„Ich wurde als Adolf Hitler beschimpft“
Wer auch nur erahnen will, wie sich Shane Lowry am Sonntag vor seinem entscheidenden Putt gefühlt hat, muss bei Martin Kaymer nachfragen. Der deutsche Golf-Profi weiß ganz genau, wie es ist, sich in die Geschichtsbücher seines Sports zu lochen. Aus knappen zwei Metern versenkte er beim Ryder Cup 2012 seinen Ball, holte den entscheidenden Punkt für Team Europa und komplettierte damit das „Wunder von Medinah“ – die bis dahin unglaubliche Aufholjagd auf US-Boden. Vor den Einzeln hatte es noch 10:6 für die USA gestanden, am Ende siegte Europa damals mit 14,5:13,5.
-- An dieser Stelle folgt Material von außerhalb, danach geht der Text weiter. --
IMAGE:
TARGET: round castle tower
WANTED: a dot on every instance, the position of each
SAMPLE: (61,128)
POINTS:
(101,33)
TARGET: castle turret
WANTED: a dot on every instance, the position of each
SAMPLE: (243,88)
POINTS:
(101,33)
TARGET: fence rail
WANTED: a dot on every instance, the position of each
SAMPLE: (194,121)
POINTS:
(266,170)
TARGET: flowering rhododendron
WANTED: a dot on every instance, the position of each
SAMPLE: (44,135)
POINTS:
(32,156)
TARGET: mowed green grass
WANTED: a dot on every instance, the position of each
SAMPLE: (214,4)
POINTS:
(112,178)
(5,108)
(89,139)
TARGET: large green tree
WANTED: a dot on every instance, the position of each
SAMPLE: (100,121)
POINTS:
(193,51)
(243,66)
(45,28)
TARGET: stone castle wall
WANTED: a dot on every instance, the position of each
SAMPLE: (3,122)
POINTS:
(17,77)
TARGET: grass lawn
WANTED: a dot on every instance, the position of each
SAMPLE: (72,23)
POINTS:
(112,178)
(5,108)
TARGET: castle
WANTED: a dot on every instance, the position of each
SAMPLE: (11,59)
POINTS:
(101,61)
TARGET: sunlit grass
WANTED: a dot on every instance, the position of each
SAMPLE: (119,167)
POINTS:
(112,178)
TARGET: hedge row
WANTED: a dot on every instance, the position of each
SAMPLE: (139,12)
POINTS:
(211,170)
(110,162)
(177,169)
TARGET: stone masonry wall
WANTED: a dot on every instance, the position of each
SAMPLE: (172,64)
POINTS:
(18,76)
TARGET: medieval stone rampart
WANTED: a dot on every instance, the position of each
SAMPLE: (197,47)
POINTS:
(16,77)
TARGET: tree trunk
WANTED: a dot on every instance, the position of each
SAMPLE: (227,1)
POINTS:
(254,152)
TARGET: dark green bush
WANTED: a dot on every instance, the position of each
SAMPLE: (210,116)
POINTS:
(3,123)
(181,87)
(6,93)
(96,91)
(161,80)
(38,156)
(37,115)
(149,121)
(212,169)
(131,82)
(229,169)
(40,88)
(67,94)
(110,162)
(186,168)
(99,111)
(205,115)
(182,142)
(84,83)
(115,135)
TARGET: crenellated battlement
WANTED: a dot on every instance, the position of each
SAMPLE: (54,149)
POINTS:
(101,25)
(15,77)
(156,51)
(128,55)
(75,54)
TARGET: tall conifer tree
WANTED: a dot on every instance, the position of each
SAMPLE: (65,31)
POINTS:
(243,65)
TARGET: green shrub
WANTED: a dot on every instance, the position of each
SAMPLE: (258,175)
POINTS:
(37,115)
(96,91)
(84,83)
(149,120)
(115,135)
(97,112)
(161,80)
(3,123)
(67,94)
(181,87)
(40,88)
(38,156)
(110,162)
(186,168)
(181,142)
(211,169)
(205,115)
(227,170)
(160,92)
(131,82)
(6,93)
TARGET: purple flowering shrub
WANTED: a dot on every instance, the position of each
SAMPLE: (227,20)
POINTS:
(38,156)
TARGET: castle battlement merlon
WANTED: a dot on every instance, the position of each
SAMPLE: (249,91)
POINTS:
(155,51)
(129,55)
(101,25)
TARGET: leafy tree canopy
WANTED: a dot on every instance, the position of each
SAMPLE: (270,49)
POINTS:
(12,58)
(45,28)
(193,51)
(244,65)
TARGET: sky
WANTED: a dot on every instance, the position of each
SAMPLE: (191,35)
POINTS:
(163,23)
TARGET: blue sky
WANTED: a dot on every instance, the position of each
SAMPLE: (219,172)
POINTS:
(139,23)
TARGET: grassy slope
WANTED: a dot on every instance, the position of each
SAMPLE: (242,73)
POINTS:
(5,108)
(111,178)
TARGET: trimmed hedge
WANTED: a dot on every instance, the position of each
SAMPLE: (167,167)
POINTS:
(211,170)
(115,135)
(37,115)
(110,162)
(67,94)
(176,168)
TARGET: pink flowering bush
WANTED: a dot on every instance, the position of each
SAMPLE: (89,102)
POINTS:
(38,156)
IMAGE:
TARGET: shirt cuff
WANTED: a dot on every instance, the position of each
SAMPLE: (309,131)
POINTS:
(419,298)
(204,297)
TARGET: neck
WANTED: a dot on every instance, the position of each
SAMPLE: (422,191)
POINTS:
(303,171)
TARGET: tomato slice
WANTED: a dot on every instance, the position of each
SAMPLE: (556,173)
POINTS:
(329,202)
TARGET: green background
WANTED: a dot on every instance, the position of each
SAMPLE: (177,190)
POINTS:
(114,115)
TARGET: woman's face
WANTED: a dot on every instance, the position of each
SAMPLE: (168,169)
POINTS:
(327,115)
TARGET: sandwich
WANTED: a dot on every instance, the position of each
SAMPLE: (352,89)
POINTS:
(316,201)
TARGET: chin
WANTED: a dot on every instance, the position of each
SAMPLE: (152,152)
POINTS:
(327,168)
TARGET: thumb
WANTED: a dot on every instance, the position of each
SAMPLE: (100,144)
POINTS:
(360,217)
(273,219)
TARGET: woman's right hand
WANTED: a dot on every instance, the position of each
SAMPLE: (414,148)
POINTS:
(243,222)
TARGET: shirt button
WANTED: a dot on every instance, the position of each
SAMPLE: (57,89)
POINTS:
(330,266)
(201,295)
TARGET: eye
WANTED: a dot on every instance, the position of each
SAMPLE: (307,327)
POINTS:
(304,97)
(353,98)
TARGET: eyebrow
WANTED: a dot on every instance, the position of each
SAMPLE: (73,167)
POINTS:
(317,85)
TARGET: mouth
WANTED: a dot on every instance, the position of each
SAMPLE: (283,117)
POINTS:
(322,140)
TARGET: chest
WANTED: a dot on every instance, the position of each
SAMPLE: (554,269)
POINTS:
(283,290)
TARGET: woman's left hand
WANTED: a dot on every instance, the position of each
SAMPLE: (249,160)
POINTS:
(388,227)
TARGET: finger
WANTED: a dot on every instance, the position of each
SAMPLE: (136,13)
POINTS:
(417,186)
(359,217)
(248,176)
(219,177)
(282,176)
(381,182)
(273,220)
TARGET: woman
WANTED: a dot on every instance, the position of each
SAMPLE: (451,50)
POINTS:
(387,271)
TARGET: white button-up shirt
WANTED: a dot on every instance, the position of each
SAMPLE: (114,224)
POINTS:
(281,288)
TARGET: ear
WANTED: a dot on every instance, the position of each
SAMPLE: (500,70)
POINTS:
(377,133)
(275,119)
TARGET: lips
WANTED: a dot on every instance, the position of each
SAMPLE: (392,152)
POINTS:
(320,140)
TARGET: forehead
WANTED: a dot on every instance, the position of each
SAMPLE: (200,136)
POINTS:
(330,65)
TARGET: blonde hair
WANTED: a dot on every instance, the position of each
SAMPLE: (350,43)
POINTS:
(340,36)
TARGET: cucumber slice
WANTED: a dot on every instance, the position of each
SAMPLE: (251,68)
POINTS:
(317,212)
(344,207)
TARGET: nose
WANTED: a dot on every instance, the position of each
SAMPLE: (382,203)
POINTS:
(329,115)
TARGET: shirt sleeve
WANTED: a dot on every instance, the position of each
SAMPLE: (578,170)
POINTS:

„Den Putt zu machen: Ich weiß einfach, was für ein Riesengeschenk das ist“, berichtete Kaymer nun im Podcast „Tee Time“ bezogen auf den jüngsten Triumph des europäischen Teams (15:13), den der Ire Lowry am 18. Loch seines Einzels gesichert hatte. Es war genau dieselbe Situation wie damals bei Kaymer – nur dass diesmal nicht Europa die Aufholjagd startete, sondern sich gegen das aufkommende US-Team erwehren musste.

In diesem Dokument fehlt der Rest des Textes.